Anticholinergic cessation could result in withdrawal and/or destabilisation of the underlying condition. Therefore, we do not advocate changing anticholinergic prescribing solely on the basis of COVID-19 risk.
Patients taking long term opioids should continue to take them unless there is a conventional reason to stop (e.g. opioid toxicity).
Opioids may be useful for acute dyspnoea from COVID-19 in palliative patients.
Chronic opioid use is appropriate in some circumstances, including for patients with advanced lung disease and chronic, refractory dyspnoea. In these circumstances, respiratory depression is very rare. There is no evidence to suggest that this risk is increased in acute respiratory infections. Opioid cessation risks withdrawal and worsening of the underlying condition. We therefore do not recommend changes to chronic opioids solely on the basis of risk of COVID-19.
Opioids may be beneficial for acute dyspnoea, although studies supporting this are lacking. The frequency of respiratory failure with acute opioid use for dyspnoea is poorly characterised; it is likely to be rare but more common than with chronic use. Consensus guidelines support the use of opioids for dyspnoea in palliative care, but there are no guidelines advocating for or against opioids to treat acute dyspnoea outside of a palliative setting.
Other medicines associated with respiratory depression
|Patients should be advised not to stop any regular medicines unless there is a conventional indication to do so.|
Gabapentinoids (gabapentin and pregabalin) are rarely associated with respiratory depression, irrespective of concomitant medicines. There is no evidence to suggest that this risk is increased in acute respiratory infections.

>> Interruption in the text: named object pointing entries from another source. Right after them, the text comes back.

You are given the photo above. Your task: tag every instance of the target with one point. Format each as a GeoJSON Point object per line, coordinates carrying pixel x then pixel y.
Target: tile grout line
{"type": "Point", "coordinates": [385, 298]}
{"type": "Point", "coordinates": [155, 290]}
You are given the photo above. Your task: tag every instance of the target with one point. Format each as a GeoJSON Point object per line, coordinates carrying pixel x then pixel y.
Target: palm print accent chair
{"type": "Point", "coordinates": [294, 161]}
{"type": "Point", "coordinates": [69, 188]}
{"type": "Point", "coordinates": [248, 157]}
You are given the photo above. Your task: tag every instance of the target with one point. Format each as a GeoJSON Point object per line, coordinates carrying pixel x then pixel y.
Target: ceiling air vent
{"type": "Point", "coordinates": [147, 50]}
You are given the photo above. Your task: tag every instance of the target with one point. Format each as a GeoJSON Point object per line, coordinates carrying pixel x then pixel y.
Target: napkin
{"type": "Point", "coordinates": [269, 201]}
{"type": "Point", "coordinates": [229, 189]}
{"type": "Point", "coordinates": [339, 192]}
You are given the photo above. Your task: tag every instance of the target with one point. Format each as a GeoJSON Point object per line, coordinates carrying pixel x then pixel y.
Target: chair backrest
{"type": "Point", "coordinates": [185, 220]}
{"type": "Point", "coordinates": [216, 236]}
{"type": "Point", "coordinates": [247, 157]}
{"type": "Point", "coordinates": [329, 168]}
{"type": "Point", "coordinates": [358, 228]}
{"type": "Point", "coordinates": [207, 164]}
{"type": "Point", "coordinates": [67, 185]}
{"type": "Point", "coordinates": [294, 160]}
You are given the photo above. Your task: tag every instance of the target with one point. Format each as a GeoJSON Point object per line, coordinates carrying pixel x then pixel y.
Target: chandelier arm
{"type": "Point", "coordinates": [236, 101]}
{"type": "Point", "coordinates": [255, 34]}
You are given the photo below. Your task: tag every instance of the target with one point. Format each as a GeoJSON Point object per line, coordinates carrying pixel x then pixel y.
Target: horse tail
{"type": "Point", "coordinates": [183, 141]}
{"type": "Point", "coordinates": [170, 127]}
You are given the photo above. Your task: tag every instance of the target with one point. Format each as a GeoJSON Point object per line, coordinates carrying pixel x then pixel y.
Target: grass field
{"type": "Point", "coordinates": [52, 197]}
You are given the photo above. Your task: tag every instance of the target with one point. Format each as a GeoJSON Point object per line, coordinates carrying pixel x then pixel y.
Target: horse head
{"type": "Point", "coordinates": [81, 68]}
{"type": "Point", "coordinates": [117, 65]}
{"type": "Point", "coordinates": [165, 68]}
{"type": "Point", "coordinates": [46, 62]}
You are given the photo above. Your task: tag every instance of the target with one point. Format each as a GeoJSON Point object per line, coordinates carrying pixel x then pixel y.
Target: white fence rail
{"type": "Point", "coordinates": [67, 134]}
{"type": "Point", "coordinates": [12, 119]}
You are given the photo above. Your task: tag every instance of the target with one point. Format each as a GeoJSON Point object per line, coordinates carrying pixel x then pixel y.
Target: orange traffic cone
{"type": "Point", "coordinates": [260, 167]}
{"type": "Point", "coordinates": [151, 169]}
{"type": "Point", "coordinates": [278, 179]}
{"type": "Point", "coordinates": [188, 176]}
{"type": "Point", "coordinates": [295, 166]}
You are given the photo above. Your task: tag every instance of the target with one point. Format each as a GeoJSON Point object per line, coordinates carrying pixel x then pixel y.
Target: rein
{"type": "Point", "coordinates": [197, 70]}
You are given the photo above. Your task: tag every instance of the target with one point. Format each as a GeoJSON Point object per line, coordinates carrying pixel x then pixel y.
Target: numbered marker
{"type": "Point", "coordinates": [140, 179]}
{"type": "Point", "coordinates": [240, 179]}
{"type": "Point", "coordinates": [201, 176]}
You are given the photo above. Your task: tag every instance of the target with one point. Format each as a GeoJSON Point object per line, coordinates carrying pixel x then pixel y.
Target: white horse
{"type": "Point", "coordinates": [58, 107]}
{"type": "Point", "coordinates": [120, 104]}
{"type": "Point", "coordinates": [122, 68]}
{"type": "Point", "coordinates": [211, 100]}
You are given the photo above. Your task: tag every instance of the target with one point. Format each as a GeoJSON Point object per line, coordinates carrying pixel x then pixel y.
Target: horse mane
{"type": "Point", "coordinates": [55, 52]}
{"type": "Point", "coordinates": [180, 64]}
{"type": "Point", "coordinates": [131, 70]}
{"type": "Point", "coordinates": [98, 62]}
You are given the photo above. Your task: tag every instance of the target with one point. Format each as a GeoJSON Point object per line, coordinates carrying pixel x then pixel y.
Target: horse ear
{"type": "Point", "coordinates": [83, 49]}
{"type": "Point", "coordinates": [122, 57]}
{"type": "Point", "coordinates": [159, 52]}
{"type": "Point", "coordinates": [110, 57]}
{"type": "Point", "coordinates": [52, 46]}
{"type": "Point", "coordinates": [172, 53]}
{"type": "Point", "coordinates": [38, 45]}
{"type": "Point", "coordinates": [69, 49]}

Benzodiazepines are associated with respiratory depression and developing pneumonia in observational studies, and this may be worse with underlying lung disease. The precise extent of the risk is unclear. Zopiclone is associated with respiratory depression although there is weak evidence that the extent is less than that of benzodiazepines. There is no evidence to suggest that this risk is increased in acute respiratory infections.
Cessation of all of these medicines is associated with withdrawal and worsening of the underlying condition. We therefore do not recommend changes to prescribing of these medicines solely on the basis of risk of COVID-19.
Medicines monitoring in COVID-19
Standard Medsafe monitoring requirements should be followed whenever possible. If testing is not safe or practical, complete blood count (CBC) monitoring may be relaxed to 3-monthly if criteria are met (see below).
Anyone on clozapine showing signs of infection, including COVID-19, requires an urgent CBC.
Clozapine is subject to close monitoring requirements regulated by Medsafe, including routine testing of absolute neutrophil count weekly during the first 18 weeks of therapy and at least every four weeks thereafter throughout treatment.
The Ministry of Health’s technical advisory group (TAG) has endorsed an international consensus statement for monitoring clozapine during the COVID-19 pandemic. In patients with no safe or practical access to blood testing, CBC monitoring can be reduced to once every 3 months if clozapine prescribing has been stable for over one year and there is no history of neutropenia. See, JPN: Consensus Statement. If changes to clozapine monitoring are necessary, this becomes ‘an unapproved use of clozapine’. See, Medsafe: Unapproved. This advice is valid until October 2020.
See HealthPathways: Clozapine Monitoring (includes a link to patient information).